Among the Darbies
I do not believe in fatalism. I understand cause and effect and believe wholeheartedly that a decision as simple as whether or not to board a bus could very well change the entire course of your life. And yet: I cannot help but deny a certain untouchable defeatist element to existence.
And: yes, yes. I know. Everyone feels this way at some point: or else we wouldn’t have clichés about camels and straw; or laws like Murphy’s.
But it’s this precise realization that makes me so quick to wonder: why bother at all.
Imagine for a moment that you did everything to create a comfortable life for yourself: the life you wanted, even. But what if the harder you tried, the further that dream went away?
Just another classic case of Tantalus, you might say.
And I say this: I’m not talking about water and grapes. This is life: a vacant and meaningless existence treading dangerously close to an irretrievably crushed spirit.
Recently someone said he admired me because no matter what happened, nothing ever gets to my core.
I appreciate what I consider to be a compliment, but I doubt its accuracy.
Because these things, little by little, are getting to me. And with so much of everything collapsing around me, I feel at times I have only myself to blame. And yet: I don’t know what I’ve done wrong. I don’t know what I could’ve done differently.
And so: day after day, these experiences tear at me from the inside. I try to heal old wounds and a new one arises; I stop one leak, and a bigger one begins.
But if I must be the girl who serves as a godmother – but never a parent – so be it. If I must be the girl who has to choose between backpacking across Scotland alone or not going at all, I will choose the former.

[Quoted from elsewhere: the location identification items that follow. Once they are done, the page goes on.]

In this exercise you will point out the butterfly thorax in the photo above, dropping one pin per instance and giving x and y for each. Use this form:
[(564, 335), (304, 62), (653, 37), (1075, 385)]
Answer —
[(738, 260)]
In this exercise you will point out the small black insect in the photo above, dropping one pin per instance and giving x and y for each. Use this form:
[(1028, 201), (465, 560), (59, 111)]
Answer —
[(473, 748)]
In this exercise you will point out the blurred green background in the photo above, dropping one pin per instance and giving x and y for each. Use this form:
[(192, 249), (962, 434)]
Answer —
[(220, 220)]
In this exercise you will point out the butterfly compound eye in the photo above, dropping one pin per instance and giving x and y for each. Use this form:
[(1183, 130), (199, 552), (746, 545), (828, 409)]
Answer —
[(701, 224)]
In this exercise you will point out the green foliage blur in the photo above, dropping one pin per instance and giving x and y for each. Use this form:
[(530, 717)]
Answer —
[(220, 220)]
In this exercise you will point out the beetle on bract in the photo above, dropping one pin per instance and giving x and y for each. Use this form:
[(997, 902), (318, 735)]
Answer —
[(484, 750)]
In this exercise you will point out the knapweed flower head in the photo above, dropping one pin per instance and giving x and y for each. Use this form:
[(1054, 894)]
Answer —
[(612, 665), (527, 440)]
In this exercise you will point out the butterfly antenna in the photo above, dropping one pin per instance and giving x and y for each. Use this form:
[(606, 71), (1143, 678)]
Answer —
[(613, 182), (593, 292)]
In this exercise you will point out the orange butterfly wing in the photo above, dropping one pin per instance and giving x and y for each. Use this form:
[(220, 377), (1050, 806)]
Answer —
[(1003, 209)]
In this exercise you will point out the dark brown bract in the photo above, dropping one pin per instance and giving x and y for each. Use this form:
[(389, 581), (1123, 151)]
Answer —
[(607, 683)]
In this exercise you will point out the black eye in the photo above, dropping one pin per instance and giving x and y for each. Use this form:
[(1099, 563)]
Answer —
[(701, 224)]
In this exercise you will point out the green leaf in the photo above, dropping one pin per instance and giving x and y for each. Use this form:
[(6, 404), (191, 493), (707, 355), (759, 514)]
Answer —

And yet: why it is come to this, I will never understand. These shelves of unwatched books; lists of “must see” movies and unseen vistas. Hopes and dreams that once seemed inevitable have somehow become insurmountable peaks.
They grow; they loom; they taunt. Fates approach in the distance; growing larger and larger, scissors poised before my string.
This is not the life I fought for. This is not the life I wanted.
This is the life that found me.
But tell me why – like Sisyphus – I scale the mountain all the same.